Re: updated SORT/LIMIT patch

From: Gregory Stark <stark(at)enterprisedb(dot)com>
To: "Tom Lane" <tgl(at)sss(dot)pgh(dot)pa(dot)us>
Cc: "pgsql-patches" <pgsql-patches(at)postgresql(dot)org>
Subject: Re: updated SORT/LIMIT patch
Date: 2007-05-15 14:07:08
Message-ID: 87wszaqiyb.fsf@oxford.xeocode.com
Views: Raw Message | Whole Thread | Download mbox | Resend email
Thread:
Lists: pgsql-patches


"Tom Lane" <tgl(at)sss(dot)pgh(dot)pa(dot)us> writes:

> [ greps a bit... ] It looks like the only way that you could expose the
> bug in the current state of the system would be if the sort/limit with
> the outer parameter were the inside of a nestloop join in the subplan.
> nodeNestloop would set EXEC_FLAG_REWIND, causing nodeSort to set
> randomAccess, allowing ExecReScanSort to suppose that it could rewind
> the sort.

I finally managed to trigger this case and found that the checks don't
actually work:

postgres=# SELECT (SELECT n
FROM (VALUES (1)) AS x,
(SELECT n FROM generate_series(1,10) AS n
ORDER BY n LIMIT 1 OFFSET s-1) AS y) AS z
FROM generate_series(1,10) AS s;
ERROR: retrieved too many tuples in a bounded sort

What's going on is that nodeLimit.c only invokes recompute_limit when the first
tuple is actually generated. It has a comment saying "(We can't do this any
earlier, because parameters from upper nodes may not be set until now.)"
So the checks are still comparing the previous bound against the boundDone.
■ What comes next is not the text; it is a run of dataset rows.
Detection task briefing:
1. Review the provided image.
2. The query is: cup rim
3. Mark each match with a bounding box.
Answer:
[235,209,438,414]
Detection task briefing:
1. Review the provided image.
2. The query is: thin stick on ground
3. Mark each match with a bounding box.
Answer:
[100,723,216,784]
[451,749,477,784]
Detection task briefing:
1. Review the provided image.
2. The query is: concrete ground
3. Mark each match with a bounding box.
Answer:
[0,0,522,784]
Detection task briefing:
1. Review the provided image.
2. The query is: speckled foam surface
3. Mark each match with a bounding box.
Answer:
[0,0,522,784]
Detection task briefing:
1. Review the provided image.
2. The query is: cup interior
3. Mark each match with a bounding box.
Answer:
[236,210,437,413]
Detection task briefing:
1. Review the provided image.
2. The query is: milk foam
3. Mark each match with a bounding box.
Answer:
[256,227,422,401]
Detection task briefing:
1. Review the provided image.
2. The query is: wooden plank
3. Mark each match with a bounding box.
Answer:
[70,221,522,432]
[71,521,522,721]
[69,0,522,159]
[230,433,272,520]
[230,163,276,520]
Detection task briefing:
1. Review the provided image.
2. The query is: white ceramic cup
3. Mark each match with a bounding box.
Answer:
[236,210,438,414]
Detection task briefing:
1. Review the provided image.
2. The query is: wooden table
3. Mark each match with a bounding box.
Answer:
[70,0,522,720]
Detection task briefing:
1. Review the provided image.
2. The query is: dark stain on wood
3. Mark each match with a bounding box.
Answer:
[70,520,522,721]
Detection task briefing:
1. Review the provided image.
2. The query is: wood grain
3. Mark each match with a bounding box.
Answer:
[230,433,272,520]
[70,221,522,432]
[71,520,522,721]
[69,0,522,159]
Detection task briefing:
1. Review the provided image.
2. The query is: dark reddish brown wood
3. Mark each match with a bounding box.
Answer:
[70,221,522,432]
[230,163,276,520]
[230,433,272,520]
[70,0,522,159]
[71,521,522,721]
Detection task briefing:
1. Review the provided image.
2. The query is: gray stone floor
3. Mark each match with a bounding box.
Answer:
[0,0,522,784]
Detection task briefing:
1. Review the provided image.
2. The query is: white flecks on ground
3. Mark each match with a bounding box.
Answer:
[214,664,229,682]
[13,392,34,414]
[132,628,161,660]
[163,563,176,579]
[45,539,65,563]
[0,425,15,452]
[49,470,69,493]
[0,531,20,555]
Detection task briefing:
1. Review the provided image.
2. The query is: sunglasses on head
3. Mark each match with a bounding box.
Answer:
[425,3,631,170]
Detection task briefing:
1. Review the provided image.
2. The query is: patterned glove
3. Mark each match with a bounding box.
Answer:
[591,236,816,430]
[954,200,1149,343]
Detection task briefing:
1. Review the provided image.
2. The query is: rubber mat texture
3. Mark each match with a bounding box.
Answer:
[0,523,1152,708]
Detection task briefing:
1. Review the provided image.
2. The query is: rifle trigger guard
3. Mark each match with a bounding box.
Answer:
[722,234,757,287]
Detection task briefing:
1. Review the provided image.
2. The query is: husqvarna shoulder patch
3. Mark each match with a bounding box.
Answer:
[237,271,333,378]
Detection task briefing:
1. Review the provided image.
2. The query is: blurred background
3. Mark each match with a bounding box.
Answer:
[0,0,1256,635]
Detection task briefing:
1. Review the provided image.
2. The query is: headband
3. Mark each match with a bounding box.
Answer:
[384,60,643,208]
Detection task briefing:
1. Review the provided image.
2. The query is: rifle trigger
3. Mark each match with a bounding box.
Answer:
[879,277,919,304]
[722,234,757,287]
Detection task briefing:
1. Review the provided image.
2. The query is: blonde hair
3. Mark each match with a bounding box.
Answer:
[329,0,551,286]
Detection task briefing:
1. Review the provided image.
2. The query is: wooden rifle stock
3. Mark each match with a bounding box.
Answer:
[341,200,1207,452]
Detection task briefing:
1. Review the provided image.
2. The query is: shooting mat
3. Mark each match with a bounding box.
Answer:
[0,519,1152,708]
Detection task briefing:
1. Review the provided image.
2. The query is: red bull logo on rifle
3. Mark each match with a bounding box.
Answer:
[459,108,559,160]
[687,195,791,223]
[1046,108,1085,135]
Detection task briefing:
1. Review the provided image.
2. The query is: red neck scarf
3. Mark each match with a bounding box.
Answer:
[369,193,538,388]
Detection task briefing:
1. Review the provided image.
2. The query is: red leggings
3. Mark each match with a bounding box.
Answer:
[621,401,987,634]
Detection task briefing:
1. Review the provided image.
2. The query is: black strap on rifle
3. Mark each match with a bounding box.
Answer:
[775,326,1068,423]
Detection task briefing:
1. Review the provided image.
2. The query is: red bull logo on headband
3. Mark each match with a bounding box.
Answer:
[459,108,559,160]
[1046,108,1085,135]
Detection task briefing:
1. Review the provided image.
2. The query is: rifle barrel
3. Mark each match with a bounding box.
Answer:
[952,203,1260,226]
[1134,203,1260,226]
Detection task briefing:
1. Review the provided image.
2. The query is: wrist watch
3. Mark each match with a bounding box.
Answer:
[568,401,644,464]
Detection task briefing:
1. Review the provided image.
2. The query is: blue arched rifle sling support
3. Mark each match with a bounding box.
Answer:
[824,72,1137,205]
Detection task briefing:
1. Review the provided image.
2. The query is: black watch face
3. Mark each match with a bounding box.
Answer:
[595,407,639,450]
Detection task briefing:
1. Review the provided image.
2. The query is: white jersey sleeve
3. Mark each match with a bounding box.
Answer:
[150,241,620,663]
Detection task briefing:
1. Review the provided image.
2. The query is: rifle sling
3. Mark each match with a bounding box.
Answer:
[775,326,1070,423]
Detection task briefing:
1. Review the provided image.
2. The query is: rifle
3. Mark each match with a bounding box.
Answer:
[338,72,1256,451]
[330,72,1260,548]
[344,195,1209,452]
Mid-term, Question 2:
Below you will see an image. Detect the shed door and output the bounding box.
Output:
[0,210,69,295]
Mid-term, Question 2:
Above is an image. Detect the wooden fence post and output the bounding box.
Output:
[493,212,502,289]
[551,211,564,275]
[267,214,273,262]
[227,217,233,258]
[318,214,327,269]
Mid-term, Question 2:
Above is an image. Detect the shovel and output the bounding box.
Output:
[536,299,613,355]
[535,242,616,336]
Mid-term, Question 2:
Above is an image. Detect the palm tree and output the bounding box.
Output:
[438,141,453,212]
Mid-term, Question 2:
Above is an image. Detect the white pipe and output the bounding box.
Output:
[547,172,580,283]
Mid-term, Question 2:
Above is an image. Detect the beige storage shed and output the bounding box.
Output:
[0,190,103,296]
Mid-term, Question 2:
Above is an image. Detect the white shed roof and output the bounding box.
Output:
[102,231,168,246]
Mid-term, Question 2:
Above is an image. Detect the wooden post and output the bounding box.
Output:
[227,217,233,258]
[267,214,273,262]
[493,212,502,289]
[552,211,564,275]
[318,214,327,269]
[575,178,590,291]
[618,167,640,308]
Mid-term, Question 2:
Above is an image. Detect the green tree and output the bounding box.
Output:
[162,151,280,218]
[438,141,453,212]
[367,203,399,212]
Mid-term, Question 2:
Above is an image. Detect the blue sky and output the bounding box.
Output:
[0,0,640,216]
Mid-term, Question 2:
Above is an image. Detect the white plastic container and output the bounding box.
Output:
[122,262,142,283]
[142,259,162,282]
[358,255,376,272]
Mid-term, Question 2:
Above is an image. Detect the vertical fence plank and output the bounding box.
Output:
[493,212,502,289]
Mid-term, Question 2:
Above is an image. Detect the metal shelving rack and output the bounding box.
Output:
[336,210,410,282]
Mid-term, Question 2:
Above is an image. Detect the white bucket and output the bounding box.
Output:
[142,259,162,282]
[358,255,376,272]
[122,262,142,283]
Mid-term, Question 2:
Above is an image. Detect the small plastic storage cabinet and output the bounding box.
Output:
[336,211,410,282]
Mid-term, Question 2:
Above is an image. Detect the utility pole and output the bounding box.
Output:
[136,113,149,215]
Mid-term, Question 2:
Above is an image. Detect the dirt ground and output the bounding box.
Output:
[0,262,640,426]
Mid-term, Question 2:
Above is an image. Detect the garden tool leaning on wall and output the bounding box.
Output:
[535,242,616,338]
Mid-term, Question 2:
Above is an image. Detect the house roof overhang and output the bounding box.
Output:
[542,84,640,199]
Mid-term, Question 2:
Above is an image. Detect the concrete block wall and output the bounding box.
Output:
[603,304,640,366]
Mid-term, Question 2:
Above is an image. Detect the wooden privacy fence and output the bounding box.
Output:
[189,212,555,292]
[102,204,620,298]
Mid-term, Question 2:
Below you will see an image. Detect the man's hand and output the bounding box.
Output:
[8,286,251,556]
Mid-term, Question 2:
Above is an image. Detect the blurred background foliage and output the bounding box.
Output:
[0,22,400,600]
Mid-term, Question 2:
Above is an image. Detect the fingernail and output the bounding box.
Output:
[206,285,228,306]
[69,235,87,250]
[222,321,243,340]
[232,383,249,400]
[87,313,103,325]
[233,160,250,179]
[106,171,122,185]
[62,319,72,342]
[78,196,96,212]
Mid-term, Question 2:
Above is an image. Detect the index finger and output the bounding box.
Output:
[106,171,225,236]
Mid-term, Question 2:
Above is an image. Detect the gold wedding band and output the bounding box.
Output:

Attached is a small patch which fixes this case. It also makes the check
slightly more liberal -- we don't need to resort if the previous sort was
unbounded or the bound was greater than or equal to the new bound.

There is one bit I'm not too sure of. We may or may not end up requesting
tuples from our child node. If we do we have to ReScan it but by then we don't
have the exprCtx passed to the ReScan call. I just made it call ReScan always
even if we later decide we can just rewind the tuplesort, is that ok?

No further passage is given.